Another example of play therapy clearly shows the value of solitary
and group play to work through emotional problems. The celebration
of play is just as effective in facilitating mental health and good
interpersonal skills in the personal lives of children and their
family as it is in psychotherapy.
Through symbolic play a child is able to express anger, sadness,
jealousy, joy, love and other complex or difficult emotions. Bobby
came into the therapy playroom and went directly to the dollhouse.
Right away Bobby took the father doll, put him on the roof and shoved
him off, acting like he killed him. Then he found the teenage male
doll and pretended he was beating his teenage brother. He told me
"my father is mean to me and my brother hits me when my parents
leave him in charge." He did this for four sessions, talking
about his father's verbal abuse and his brother being too bossy
to him. These sessions lead to family play therapy with role-playing
and family sculpturing, which is a playful way to act out the basic
relationships within a family. It involves a lot of laughter, silliness
and humor, which allows the family to deal with painful emotions.

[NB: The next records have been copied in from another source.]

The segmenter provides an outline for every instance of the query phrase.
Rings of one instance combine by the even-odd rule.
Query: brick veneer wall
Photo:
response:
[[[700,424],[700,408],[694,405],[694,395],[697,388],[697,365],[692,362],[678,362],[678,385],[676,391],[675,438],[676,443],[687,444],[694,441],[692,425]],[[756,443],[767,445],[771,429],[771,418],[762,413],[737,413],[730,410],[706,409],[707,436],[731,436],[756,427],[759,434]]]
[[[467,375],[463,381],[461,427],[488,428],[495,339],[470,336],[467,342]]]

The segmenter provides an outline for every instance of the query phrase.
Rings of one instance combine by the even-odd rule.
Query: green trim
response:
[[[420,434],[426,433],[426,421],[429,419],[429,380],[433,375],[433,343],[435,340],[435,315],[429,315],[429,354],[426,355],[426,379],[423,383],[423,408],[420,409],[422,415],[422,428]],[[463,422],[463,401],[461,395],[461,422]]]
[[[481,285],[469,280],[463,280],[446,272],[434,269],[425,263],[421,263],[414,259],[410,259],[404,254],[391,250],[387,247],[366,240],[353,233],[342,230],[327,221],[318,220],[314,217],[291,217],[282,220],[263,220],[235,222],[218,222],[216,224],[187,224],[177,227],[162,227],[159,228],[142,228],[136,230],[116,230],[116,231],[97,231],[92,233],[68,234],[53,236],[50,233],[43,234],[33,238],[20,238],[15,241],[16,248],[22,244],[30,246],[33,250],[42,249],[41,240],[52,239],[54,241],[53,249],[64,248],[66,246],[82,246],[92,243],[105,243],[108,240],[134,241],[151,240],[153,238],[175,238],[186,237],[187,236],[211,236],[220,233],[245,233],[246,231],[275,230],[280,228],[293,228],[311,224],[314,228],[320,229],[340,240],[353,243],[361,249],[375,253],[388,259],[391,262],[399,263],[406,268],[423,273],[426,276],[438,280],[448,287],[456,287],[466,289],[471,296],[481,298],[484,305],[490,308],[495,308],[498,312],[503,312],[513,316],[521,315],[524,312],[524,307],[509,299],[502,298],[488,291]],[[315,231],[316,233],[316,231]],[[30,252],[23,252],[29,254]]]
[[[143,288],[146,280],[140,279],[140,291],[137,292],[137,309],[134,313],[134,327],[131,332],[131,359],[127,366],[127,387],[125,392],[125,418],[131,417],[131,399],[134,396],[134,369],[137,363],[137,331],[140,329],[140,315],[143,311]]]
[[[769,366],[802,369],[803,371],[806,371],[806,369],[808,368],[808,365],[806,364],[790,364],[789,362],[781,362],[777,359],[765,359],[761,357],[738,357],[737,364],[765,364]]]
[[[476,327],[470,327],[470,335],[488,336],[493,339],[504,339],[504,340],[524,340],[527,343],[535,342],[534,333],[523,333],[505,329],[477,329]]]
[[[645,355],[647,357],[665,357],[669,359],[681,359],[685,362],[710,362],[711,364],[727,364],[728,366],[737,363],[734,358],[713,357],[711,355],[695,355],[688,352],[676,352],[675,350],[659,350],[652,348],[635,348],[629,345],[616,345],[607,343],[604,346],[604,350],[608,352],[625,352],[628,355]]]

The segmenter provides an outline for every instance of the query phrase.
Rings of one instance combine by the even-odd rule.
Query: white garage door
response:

As family members place each other in positions that show how they
see each other, there is much laughter and joy. In one session of
family sculpturing the older brother placed his mother and brother
sitting very closely together on the couch, with the mother's arm
around Bobby's shoulder. The teenager said, "That's the way
they always are," indicating that he felt excluded from his
mother's love and angry at Bobby. Family participation in role-playing
and family sculpturing released the family into creative play that
alleviated and channeled the family anger into a healthy and safe
means of expression. This example shows the value of family play
and individual play for conflict resolution.
The child needs to play to grow. Our children are not a hindrance
to us; they are literally our healing because they show us how to
play. Parents need to play, to be silly, to laugh, to pretend, to
include humor in their lives in order to release their inner child
and to be healthy. A child's ability to have fun, to be curious
and to care brings out our feelings of deep love for them and for
our families and to care for the people in our communities. The
United Nations Charter that demands that play is an inalienable
right of children is intuitively saying that play is as important
as food and air for all of us. It is by play that we learn to channel
the destructive aspects of our human nature and transform our anger
into love. Play is needed for all of us to feel creative, spontaneous
and open to the flourishing of life in the global village.